Excerpts from the interviews:
“In both lost boy lost girl and In the Night Room, I started with ideas that seemed promising, fell along traditional lines, and would have been fairly conventional. They would have been third-person novels with ordinary beginnings moving toward extraordinary ends -- extraordinary in the sense of emotional surrealism. Originally in lost boy lost girl I planned to have a teenage boy encounter three women in an abandoned house in his neighborhood -- women you could pretty easily guess were the same woman at various ages -- and the boy would emerge from his encounters with her, sadder and wiser. Then I realized I was bored. I couldn't stand the notion of writing a 'He walked into the room and turned on the light' kind of novel. Although most of the novels I read are exactly of that sort, and I deeply honor the tradition behind that kind of novel writing and imagining, I just couldn't find it in myself to replicate that model again. Something very central had changed in my relationship to the idea of narrative.”
“In the Night Room was a book I had long wished to write -- one I'd started several times and never been able to finish -- in which a woman is in flight from a threatening husband or mate. So I began to write about Willy driving toward the produce warehouse that has the street name from Millhaven, which is the reason she responds in such an occult fashion to the sight of it and imagines she hears her dead daughter's voice. Then I felt I had to include her childhood in an orphanage, but once I started writing it I got bored again. I didn't want to write that book!
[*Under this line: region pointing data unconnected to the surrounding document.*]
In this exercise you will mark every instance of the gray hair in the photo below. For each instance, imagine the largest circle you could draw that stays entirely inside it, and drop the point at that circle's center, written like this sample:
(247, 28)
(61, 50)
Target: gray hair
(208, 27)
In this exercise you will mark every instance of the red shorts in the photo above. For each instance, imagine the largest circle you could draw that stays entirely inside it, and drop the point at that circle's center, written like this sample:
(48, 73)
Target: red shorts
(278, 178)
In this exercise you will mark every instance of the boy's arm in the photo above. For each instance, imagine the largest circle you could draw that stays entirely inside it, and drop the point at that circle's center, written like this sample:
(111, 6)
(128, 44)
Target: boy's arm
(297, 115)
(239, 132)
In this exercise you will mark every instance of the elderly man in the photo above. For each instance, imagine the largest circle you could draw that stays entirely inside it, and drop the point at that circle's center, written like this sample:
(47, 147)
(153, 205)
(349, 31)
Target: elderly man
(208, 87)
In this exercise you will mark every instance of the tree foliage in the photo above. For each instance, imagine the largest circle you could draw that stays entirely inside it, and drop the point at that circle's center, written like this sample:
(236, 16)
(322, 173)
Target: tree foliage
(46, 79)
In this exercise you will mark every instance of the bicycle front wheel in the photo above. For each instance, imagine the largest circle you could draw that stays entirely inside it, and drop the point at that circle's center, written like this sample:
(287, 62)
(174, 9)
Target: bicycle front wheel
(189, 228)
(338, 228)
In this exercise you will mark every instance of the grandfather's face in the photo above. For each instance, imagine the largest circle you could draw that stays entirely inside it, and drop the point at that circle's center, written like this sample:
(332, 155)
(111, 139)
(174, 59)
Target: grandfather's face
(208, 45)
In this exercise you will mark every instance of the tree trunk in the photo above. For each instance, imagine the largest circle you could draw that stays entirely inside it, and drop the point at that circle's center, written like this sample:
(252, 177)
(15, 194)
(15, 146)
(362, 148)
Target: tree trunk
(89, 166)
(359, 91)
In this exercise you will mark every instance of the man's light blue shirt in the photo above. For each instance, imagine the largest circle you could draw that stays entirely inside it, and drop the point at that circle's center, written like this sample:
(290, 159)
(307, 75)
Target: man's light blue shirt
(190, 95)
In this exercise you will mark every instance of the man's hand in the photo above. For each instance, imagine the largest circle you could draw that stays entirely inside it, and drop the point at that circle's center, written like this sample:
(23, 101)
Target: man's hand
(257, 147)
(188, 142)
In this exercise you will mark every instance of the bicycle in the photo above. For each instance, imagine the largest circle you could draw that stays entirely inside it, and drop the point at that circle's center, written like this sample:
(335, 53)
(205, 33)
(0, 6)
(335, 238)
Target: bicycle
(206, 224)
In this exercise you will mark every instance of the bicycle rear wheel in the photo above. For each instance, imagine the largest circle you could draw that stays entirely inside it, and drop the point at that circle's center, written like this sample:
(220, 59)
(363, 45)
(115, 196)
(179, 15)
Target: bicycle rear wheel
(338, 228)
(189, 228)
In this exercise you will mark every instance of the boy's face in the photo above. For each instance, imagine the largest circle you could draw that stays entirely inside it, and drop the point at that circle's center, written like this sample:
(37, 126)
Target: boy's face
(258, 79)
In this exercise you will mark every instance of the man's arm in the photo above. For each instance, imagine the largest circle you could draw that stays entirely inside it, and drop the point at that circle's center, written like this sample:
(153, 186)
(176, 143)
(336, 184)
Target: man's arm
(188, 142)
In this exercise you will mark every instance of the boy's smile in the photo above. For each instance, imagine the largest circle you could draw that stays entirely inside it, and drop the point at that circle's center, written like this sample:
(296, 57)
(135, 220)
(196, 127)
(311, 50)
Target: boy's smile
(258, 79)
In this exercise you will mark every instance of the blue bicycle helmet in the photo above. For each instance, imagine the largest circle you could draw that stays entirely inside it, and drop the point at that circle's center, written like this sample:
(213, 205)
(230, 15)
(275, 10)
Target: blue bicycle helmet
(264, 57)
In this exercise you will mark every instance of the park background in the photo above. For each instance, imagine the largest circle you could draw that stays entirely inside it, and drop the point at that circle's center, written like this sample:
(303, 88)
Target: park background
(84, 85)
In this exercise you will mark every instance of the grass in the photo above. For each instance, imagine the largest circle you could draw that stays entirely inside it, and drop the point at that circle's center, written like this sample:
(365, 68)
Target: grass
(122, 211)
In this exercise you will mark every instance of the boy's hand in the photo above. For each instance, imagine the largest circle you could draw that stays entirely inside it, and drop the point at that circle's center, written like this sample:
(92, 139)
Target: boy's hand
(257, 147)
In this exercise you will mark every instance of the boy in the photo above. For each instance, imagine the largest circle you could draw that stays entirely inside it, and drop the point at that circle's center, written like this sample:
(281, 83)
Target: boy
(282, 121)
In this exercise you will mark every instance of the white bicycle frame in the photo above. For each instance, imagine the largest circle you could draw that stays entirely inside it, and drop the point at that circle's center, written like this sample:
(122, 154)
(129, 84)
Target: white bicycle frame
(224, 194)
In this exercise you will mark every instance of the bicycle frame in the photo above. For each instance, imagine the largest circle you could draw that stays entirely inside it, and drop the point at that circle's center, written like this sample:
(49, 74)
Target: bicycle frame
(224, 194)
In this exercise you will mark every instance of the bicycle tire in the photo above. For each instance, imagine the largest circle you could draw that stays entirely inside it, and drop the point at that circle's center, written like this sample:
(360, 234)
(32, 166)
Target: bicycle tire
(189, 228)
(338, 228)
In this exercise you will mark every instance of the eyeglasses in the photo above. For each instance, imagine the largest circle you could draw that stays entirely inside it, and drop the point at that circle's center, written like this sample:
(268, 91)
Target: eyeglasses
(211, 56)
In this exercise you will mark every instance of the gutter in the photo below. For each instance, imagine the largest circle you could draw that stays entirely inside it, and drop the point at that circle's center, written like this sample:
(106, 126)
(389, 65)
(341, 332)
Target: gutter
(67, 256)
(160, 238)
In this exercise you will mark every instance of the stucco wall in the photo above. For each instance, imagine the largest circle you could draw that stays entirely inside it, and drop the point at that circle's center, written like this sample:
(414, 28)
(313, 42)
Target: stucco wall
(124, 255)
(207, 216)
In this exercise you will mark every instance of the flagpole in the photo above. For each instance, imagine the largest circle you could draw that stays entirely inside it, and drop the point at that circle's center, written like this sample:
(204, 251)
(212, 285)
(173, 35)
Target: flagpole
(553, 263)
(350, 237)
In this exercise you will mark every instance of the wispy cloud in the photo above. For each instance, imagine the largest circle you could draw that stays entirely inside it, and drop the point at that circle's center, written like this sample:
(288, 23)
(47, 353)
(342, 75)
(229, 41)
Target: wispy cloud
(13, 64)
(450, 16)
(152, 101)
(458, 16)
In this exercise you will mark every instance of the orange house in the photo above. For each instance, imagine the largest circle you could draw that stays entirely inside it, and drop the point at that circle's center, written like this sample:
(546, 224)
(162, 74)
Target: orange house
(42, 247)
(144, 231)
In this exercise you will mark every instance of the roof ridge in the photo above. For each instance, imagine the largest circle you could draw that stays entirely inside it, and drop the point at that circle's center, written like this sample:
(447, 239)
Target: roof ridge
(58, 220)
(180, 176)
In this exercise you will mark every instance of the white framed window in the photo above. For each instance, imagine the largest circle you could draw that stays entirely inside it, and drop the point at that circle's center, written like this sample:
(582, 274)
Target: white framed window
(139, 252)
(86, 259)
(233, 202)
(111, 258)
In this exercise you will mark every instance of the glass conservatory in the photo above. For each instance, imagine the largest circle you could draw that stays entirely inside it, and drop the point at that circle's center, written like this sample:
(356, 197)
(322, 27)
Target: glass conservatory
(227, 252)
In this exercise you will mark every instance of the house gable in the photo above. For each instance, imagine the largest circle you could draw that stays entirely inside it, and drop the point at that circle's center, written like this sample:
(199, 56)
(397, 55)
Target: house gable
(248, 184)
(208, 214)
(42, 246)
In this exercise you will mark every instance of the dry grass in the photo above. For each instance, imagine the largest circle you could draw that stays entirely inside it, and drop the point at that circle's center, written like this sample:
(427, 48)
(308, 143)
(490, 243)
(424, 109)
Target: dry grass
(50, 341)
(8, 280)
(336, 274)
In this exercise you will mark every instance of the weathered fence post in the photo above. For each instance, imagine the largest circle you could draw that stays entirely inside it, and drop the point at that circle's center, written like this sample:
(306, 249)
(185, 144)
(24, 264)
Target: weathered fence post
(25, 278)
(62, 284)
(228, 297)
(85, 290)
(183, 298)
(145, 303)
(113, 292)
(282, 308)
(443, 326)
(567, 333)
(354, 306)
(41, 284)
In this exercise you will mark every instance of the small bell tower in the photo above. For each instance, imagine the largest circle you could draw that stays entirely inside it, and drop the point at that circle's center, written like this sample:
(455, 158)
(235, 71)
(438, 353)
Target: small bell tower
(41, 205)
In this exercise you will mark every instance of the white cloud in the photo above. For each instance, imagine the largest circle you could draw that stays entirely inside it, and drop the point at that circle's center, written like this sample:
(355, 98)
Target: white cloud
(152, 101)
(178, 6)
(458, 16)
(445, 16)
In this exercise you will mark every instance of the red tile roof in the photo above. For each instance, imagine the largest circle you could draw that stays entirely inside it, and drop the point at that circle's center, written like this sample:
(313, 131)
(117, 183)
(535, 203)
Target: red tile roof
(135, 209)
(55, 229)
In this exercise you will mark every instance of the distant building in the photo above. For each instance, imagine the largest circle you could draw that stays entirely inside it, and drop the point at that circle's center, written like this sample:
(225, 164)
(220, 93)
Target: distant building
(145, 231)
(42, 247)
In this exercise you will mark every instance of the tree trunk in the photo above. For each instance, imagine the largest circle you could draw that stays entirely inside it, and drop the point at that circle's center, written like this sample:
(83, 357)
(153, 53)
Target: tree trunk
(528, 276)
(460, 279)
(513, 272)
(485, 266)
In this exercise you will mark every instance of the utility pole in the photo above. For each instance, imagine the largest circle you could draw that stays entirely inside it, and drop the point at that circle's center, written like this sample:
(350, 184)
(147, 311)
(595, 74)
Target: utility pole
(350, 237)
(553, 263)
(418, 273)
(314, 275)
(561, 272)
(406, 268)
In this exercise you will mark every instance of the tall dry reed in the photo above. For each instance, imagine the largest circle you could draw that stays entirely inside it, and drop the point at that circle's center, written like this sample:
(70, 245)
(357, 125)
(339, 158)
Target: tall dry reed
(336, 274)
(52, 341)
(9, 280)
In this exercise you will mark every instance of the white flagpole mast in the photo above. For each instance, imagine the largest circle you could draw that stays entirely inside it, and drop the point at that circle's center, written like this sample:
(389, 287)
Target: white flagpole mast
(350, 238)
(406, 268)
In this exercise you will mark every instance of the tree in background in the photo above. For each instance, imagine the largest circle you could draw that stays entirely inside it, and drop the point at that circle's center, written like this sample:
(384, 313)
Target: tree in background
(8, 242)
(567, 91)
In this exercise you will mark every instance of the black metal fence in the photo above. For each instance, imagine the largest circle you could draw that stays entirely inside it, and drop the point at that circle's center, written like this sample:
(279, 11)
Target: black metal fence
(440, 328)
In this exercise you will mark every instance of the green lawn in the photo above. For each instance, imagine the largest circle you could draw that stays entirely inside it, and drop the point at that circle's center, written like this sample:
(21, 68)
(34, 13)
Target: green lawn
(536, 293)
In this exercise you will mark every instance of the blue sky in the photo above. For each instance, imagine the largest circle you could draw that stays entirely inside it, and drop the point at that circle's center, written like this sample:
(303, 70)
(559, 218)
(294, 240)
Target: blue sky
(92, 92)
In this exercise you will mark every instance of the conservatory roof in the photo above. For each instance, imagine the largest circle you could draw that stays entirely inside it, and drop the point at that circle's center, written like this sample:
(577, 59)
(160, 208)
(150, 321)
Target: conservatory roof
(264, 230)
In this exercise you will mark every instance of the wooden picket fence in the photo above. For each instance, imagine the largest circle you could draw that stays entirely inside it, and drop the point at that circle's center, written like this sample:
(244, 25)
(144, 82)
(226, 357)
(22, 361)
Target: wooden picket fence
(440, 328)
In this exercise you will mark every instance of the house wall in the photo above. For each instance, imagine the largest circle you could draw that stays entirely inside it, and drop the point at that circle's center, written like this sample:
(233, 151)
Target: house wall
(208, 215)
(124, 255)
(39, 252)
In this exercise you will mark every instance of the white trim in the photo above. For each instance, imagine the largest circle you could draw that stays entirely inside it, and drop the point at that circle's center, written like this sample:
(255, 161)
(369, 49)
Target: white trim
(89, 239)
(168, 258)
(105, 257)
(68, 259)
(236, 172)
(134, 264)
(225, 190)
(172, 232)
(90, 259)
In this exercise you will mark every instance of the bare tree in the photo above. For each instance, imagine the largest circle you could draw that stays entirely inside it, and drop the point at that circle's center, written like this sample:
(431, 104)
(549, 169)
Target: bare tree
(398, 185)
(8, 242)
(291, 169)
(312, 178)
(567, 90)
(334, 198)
As I tried to figure out what I could do to save myself from having to throw those pages away, I remembered what I had done in lost boy lost girl: I reached down inside the book and turned it inside out.”
“Just before I began 'The Juniper Tree', I was reading The Lover by Marguerite Duras, which is about a 13-year-old French girl who has an affair with a mature Frenchman in Vietnam. The point of the book is that she has the power in this relationship. For some reason, it struck me that I could write about a small boy being sexually abused in a movie theater and have something of the same power transition between them. After all, the boy was giving satisfaction to the man. Something unspeakable and awful was happening to the boy but also something obscenely, mysteriously arousing. That struck me as an idea really worth writing about.
“It fell perfectly in line with a theory I've held for a long time: "If something embarrasses you and humiliates you, that's what you should write about, because then it could not help but be authentic. You're going to bring whatever resources you have to it. It isn't going to be pretty, but it's going to be the truth.”
“Real fear, constant fear, cripples you. Should you be cursed with it, you hide it from yourself as much as you can. All the time I was a child, I never understood why other people said 'Peter's very nervous.' Me? OK, I stutter, OK, I can't sit still, OK, I can't shut up -- I'd talk whether or not I was talking to somebody else. I needed to fill up the space. All during my early life, it was as though I had a rocket up my ass. I could not sit still, I talked incessantly in class, I had so much energy I tired everybody out. I must have been kind of annoying. Also kind of eerie, because the stuff I was interested in wasn't what interested other kids.”